With this post, I admit that I may be being a bit too optimistic. Maybe, maybe not. But I must admit that I am pretty excited about what I see on the horizon. It’s like I am watching the onset of a storm. First you notice the clouds changing on the horizon; next you pay attention to the subtle pick up of wind speed. As the clouds gather strength, with certainty you know a storm is coming way before it starts to rain. Similarly with racial reconciliation those who are paying attention to the subtle signs of ministry landscape can sense that possibly a storm of change is coming:
- There have never been as many multiethnic and social justice conferences as there are now. One of the oldest, the Christian Community Development Association Conference (CCDA) is struggling with the great problem of outgrowing their traditional venues used.

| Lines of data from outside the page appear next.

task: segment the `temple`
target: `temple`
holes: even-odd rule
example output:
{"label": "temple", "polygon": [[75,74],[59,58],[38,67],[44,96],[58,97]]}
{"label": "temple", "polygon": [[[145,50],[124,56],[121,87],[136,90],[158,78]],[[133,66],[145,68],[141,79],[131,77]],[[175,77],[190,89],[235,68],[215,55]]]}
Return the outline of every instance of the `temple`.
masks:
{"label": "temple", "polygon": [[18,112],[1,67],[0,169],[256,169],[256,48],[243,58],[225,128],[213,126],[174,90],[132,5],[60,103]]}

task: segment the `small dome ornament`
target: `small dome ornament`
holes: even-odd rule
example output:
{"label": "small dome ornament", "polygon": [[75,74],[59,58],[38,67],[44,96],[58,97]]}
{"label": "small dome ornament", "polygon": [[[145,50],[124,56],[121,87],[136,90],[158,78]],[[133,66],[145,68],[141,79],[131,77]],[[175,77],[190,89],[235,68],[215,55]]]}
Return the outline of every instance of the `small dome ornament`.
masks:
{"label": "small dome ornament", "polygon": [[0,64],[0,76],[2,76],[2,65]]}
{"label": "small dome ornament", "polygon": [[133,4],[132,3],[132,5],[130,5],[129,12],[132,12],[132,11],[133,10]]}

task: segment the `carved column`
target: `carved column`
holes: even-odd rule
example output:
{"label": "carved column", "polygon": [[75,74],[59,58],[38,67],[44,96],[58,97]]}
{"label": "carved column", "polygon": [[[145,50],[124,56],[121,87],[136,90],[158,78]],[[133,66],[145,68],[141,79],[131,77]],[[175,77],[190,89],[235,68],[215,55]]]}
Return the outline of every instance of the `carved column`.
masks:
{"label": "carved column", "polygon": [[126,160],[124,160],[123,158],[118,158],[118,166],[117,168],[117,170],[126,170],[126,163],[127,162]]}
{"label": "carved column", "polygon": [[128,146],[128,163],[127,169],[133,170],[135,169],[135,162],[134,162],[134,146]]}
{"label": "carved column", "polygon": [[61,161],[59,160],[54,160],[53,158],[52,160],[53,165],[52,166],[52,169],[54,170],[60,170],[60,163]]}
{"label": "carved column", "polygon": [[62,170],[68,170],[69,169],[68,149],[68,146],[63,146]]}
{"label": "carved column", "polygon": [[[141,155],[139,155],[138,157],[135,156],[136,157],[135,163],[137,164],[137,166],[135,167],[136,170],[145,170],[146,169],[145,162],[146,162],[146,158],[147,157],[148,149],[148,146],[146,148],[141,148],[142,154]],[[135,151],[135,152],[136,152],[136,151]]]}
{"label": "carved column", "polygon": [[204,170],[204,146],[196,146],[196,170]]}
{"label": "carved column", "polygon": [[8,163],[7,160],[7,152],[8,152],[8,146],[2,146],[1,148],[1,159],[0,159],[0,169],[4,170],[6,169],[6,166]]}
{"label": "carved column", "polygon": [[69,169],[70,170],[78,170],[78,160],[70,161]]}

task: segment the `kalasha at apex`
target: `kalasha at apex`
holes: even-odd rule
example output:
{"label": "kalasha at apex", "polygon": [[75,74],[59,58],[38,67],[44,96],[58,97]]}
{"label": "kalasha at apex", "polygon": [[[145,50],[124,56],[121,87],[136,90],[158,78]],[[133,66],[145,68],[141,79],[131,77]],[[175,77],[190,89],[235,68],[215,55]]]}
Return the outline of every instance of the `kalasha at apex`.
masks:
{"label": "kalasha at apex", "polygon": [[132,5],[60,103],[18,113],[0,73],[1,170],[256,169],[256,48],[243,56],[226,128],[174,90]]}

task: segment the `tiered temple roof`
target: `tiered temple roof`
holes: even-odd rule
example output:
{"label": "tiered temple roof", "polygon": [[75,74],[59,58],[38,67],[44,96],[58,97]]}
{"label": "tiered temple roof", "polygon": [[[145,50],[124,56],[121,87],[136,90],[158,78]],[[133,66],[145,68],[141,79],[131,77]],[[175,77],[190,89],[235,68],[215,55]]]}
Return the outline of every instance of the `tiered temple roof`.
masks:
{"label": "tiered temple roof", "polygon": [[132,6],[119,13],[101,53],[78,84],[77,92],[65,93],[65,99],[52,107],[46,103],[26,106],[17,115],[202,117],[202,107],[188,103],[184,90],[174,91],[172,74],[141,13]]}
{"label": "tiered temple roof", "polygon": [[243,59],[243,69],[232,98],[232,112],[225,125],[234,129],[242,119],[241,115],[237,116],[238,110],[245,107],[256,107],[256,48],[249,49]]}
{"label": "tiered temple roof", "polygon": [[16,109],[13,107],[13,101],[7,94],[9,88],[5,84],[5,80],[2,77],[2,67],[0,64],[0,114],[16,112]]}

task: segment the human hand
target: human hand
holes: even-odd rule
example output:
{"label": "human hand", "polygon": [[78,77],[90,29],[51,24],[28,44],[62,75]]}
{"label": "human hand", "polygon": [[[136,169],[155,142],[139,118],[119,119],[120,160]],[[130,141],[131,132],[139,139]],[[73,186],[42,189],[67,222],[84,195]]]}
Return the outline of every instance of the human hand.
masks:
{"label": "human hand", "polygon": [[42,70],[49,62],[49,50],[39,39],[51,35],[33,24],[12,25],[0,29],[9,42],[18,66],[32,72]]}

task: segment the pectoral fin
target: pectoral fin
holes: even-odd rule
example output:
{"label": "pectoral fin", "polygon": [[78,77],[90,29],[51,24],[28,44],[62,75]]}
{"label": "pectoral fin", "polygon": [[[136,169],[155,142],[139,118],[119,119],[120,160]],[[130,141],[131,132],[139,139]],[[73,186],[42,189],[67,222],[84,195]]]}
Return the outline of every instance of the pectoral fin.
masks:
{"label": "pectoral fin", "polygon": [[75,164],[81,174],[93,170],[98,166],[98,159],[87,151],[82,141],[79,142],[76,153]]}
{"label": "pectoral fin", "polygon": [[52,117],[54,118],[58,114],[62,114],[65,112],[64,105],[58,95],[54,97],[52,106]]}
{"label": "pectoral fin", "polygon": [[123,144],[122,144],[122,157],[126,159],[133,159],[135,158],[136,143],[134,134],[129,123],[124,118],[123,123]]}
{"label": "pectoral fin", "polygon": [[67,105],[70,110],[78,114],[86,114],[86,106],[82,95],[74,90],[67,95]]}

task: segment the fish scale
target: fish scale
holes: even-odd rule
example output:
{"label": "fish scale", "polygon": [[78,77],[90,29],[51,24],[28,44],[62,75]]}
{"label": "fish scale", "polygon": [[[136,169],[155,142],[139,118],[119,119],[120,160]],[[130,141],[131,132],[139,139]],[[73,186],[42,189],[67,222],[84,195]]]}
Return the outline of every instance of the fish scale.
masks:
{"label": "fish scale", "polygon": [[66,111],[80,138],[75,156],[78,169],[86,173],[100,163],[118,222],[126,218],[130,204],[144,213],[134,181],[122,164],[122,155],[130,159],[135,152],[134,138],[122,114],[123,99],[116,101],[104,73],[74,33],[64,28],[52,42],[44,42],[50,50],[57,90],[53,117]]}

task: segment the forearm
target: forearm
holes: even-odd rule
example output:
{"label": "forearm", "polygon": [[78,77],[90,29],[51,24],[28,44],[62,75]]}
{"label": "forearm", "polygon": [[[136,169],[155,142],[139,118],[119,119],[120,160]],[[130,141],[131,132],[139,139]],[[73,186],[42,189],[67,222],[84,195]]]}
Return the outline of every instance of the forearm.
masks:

- The Justice Conference held annually in Portland, OR has emerged as a major event
- The largest annual gathering of church planters (around 4,000; Exponential Conference) has an entire workshop track dedicated to multiethnic ministry and leadership
- The Mosaix Global Network has formed and held its first multiethnic church conference
- Leaders of significant Christian influence such as Bill Hybels and Rick Warren have made racial reconciliation a significant part of their ministry
- Christian college campuses are beginning to respond to student desires by creating majors and starting centers to address reconciliation
Just this week I have read a blog post by Ed Stetzer challenging the church to become more diverse and contributed to an article for urbanfaith.com about denominations stepping up to the plate. Could it be there is a quiet movement of the Spirit of God that is causing ministry leaders to re-examine how they “do church” and within that examination is an effort to address what WEB DuBois called “the problem of the color line?” We can only hope and pray that during the year of the unveiling of the MLK memorial that indeed we are moving towards becoming the beloved community that he challenged the church to be.